Where the Wild Things Are – Inside your Head
There are lots of trolls available these days. Some of them are on the Internet. Others will attack you more directly. However, as Seth Godin has pointed out recently, the worst troll of all is the one inside your own head:
The worst troll is in your head. Internet trolls are the commenters begging for a fight, the anonymous critics eager to tear you down, the hateful packs of roving evil dwarves, out for amusement. But the one in your head,…
But it’s not because of what this troll says that it is particularly pervasive. Rather, it is because you cannot approach this troll with your normal lawyer’s attitude to problem-solving.
The troll inside your head cannot be reasoned with. You cannot use persuasion, argument, logic, witnesses or evidence to change the mind of your personal troll.
Trolls for Lawyers
In legal practice the troll comes up in a number of ways. It tells you that you are too junior to do anything of consequence. It tells you that you need to ask somebody the answer, even though you know what they will say. The troll is what tells you that you need to stay late at the office or you will get fired.
The troll is the part of you that wants you to succumb to fear (it’s OK to be afraid – that’s no the issue – the issue is what you do in response to fear), to take no risks, to avoid standing out. And the troll has been well fed throughout your university education by a series of lessons in conformity, examinations where your status depends upon your grades, and where no points are gained by trying to change the status quo.
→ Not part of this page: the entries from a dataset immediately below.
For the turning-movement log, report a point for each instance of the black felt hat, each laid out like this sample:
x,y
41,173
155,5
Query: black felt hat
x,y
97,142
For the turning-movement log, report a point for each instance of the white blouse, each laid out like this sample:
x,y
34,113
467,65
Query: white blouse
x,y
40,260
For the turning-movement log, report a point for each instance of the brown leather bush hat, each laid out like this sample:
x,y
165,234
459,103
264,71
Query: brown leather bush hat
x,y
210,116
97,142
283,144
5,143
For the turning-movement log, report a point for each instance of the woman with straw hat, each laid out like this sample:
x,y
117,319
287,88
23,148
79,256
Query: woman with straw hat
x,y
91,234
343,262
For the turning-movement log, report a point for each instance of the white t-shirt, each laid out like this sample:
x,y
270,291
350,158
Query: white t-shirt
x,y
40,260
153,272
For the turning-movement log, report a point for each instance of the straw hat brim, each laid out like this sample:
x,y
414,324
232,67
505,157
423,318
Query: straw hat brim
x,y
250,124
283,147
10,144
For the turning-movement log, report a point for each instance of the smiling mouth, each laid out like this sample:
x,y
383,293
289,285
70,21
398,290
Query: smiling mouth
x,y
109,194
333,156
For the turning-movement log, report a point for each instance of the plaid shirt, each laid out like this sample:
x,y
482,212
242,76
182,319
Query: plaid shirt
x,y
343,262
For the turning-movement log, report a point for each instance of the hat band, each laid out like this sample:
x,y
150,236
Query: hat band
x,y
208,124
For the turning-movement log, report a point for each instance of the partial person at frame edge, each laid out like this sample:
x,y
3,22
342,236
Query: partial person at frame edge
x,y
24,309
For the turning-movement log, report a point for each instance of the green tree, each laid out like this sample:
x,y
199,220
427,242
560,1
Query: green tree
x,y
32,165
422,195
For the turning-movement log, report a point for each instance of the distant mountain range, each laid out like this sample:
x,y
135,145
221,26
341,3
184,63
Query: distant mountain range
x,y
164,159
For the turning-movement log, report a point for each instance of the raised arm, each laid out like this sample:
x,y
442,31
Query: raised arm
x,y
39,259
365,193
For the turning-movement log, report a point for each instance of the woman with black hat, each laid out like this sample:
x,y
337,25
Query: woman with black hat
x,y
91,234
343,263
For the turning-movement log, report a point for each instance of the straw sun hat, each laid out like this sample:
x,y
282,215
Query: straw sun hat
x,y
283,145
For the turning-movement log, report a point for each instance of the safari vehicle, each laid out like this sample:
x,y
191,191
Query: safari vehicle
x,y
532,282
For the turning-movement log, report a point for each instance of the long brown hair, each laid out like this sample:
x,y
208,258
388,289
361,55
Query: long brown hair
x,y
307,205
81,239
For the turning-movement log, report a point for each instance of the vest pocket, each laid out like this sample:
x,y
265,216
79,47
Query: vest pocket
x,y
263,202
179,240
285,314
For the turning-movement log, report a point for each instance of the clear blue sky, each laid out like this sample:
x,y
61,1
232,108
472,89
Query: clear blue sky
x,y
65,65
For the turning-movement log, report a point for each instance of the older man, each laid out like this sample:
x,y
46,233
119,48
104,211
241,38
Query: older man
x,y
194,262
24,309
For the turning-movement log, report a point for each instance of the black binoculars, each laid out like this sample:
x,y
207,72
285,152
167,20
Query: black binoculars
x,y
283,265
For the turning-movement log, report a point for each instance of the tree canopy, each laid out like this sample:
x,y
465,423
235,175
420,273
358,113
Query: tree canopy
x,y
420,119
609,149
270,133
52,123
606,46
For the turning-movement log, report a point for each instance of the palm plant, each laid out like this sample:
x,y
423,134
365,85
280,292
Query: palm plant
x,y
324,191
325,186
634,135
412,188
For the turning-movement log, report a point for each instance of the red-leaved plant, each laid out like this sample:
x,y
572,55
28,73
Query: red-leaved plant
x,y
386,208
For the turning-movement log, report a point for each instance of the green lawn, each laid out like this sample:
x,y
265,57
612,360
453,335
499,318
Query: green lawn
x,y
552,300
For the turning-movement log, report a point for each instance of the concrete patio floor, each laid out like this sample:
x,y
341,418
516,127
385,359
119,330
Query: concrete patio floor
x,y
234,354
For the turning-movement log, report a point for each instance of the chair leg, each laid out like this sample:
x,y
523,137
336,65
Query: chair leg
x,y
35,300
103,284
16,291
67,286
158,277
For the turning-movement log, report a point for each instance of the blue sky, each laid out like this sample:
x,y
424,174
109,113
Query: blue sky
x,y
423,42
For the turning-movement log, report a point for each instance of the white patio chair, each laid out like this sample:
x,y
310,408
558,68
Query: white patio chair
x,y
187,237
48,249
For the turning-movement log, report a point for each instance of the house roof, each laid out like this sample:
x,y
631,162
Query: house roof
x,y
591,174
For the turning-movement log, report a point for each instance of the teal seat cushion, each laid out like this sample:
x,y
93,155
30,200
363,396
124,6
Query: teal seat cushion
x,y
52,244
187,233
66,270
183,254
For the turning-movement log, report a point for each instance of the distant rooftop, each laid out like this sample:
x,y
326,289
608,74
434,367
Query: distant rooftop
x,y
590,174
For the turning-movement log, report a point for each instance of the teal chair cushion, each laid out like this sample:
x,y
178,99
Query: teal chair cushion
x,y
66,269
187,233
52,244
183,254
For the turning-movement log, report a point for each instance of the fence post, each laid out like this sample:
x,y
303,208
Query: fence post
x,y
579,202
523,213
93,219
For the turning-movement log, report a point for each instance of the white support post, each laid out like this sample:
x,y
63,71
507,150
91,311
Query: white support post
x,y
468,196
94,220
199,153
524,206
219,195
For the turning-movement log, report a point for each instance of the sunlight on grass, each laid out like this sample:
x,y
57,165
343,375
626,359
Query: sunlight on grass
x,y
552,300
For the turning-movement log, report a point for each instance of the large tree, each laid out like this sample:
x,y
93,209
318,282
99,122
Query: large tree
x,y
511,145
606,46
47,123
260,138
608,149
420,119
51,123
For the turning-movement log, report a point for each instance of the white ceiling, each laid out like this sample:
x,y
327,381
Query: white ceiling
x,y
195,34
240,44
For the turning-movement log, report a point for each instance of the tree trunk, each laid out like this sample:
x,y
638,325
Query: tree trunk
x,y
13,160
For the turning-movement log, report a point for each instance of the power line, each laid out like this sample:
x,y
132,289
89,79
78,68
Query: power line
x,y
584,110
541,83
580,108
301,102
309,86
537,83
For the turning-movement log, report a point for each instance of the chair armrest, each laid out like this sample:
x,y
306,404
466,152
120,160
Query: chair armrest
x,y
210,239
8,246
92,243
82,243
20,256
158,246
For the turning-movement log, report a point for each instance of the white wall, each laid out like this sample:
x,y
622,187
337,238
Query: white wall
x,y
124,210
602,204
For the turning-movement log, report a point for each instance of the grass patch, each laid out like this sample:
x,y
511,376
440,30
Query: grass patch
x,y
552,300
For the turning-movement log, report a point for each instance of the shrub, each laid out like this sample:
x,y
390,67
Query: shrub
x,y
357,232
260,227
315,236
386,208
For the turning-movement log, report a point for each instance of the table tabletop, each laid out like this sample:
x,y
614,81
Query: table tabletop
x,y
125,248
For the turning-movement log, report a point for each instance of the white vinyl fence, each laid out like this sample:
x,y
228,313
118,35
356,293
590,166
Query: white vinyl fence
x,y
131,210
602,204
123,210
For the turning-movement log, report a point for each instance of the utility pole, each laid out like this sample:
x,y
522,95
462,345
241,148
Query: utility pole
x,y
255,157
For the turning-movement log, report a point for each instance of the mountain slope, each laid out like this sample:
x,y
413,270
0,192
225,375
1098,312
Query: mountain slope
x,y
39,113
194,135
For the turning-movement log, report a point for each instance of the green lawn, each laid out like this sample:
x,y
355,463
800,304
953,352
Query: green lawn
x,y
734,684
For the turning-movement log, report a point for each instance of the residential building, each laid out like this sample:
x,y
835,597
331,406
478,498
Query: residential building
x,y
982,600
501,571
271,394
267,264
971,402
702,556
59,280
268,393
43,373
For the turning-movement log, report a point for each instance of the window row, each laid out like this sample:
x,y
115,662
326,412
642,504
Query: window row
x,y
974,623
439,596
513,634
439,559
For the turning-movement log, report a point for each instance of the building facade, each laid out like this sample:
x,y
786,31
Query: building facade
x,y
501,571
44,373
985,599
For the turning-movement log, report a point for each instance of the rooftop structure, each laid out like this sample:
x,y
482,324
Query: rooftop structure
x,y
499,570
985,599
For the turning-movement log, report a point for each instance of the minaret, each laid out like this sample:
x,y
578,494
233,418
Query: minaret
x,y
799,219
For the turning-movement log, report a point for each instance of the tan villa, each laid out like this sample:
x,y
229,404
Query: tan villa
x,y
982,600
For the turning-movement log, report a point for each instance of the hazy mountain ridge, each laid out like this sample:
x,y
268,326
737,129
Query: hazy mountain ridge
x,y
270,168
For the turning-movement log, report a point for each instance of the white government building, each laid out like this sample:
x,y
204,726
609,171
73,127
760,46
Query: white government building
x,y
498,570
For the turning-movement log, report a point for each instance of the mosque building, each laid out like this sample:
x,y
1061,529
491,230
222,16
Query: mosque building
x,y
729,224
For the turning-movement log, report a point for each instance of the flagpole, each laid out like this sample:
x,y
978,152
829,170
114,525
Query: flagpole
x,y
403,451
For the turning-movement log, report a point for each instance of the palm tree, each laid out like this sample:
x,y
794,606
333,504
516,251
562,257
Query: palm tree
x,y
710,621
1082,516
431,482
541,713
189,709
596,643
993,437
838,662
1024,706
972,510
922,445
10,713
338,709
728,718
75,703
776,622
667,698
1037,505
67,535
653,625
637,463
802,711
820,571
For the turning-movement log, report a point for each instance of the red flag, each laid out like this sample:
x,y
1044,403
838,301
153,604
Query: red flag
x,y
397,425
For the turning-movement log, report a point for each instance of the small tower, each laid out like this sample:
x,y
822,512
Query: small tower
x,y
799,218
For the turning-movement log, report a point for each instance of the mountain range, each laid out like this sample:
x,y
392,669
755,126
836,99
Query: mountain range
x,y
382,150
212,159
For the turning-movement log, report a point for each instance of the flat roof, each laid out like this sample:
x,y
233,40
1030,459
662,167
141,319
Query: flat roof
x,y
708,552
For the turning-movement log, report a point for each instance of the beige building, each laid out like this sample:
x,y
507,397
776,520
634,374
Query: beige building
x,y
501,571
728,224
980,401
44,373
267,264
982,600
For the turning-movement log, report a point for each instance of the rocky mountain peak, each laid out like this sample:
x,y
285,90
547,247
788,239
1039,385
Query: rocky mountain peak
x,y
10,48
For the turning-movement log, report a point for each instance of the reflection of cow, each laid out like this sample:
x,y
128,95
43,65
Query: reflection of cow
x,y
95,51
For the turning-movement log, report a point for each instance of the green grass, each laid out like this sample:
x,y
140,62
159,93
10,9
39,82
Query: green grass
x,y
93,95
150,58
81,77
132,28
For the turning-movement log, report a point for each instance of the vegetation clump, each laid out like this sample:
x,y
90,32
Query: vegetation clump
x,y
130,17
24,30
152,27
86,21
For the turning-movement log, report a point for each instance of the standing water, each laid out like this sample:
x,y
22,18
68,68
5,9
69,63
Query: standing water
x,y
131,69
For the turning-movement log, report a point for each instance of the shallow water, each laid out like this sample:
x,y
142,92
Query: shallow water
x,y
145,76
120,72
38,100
Don’t Reason with The Troll
So how do you deal with the troll, if you cannot resort to the lawyers tactic of simply litigating with it?
Much like trying to persuade an irrational opponent, engaging with the troll will only infuriate it all the more. The arguments will become louder, more brash, and more ultimately destructive. The troll can always shout louder than you can and it will never tire of the argument. It cannot be persuaded to change its point of view, because it is you. The troll has already taken everything you might say into account.
Turn Your Back
There is only one way to deal with trolls, whether on the Internet inside your head. You need to walk away. Any other move or waste your time, your energy and will ultimately be destructive.
The best way to silence the trouble is to achieve what it told you could not be achieved. It is to stand out and to survive the experience all the stronger. It is to take risks, fail, and get up again.
The troll will always be there. But it is only if you acknowledge it, engage with it and argue with it that the troll can have any influence of your life.
Instead, continue on with your project, your mission, your work. And succeed where the troll told you that you could not.